Mike Russo's Spring Thing 2024 Reviews

The Truth About PRIDE!, by Jemon Golfin

I’m not quite sure how folks decided Bitsy should become an IF platform – from its Gameboy aesthetic, I’d imagine it’s mostly used for throwback action games? – but I’m glad that they did. Sure, its affordances seem to encourage the use of graphics and keyboard-based (but non-parser) interfaces, which I suppose aren’t the best fit for IF, but the plucky, lo-fi vibe is dead on, and every piece of Bitsy IF I’ve played has stood out from the crowd. The Truth About PRIDE! is no exception, with gameplay based on navigating a black-and-white sprite through a series of top-down labyrinths. That could describe any number of puzzle games, but here, text is clearly the central element, so yeah, it’s unique but fits comfortably into the IF tradition.

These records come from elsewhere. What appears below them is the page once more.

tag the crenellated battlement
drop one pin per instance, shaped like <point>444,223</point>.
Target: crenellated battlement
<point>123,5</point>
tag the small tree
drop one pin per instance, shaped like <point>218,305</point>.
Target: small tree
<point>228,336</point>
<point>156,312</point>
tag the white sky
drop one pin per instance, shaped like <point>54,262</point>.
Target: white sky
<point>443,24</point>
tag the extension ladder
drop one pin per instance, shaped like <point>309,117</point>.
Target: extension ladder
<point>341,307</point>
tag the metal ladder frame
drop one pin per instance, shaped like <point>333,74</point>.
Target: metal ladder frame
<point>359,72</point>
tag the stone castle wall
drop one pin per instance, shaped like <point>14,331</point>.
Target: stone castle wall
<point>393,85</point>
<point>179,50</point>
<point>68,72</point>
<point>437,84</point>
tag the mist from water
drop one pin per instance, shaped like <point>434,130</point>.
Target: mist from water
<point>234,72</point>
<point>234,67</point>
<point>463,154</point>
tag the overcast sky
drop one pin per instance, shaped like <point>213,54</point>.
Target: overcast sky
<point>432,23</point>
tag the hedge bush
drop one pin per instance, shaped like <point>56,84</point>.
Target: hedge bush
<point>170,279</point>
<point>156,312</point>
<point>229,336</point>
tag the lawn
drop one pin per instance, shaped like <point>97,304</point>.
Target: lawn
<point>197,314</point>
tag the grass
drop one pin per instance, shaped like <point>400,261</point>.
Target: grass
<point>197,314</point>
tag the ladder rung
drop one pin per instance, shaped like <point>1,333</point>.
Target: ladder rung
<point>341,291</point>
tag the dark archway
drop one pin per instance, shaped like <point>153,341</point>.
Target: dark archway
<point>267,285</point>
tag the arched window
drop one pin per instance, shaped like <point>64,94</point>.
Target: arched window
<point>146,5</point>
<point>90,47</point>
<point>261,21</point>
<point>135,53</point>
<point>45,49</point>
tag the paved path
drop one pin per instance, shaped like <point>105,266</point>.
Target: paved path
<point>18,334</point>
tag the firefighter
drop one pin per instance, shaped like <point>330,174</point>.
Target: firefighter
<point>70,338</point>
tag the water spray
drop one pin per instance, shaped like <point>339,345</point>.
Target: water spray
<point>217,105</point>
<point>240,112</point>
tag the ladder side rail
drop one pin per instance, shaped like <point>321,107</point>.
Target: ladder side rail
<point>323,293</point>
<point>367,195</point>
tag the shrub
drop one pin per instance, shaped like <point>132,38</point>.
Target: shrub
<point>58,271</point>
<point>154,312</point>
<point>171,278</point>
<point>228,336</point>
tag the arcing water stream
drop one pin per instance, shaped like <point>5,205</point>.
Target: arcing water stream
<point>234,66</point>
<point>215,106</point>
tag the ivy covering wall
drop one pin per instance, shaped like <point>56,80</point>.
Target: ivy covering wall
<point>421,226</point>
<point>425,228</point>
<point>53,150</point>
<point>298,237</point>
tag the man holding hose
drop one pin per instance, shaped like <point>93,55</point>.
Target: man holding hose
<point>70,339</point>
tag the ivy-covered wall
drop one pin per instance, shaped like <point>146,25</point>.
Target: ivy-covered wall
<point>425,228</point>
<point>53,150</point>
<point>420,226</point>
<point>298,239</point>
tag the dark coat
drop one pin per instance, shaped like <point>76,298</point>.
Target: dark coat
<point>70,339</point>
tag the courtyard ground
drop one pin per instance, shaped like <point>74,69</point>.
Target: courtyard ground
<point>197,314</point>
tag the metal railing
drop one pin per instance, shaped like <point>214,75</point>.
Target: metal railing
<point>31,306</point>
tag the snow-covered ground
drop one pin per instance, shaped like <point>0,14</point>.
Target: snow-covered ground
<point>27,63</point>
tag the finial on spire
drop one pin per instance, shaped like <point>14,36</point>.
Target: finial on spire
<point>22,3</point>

The experience on offer here is simple, as befits the presentation: you’re given a choice of six mini-mazes, each corresponding to a character in “PRIDE!” When you bump into certain icons within each of these smaller areas, you get a few sentences that aim the concept of pride, which is interpreted as a flexible acronym – the author’s chosen a few resonant words that start with each letter, like posture and professionalism, and relates them to the central concept of having confidence in and valuing yourself. You have the option of bringing the experience to a close after finishing each maze, or restarting again, and if you complete all six, you’ll pick up clues to a puzzle that unlocks a final area and a couple more small challenges.

I’ve already used the words “small” and “simple” a fair number of times in this small, simple review, but I don’t think those are critiques; the author’s kept their ambitions aligned with their design, and I spend a satisfying fifteen minutes working through it. I will say that the game’s exhortations to positivity struck me as pleasant, but not especially impactful – they’re pitched at a high level of generality so I assume just about everybody can nod along, but that means they lack the specificity that can make a moral or philosophical point linger. At the same time, I suspect part of the reason these affirmations didn’t register that strongly for me is that I’m a straight white middle-aged guy: pretty much all of Western civilization is designed to tell me that I’m important and my life and thoughts are valuable 24/7. There’s a reason why capital-p Pride was started by non-straight people, after all, and while it’s nice that the author made a game that speaks equally to more or less everyone, I think grounding it in a more particular set of experiences or perspectives could have given it more resonance.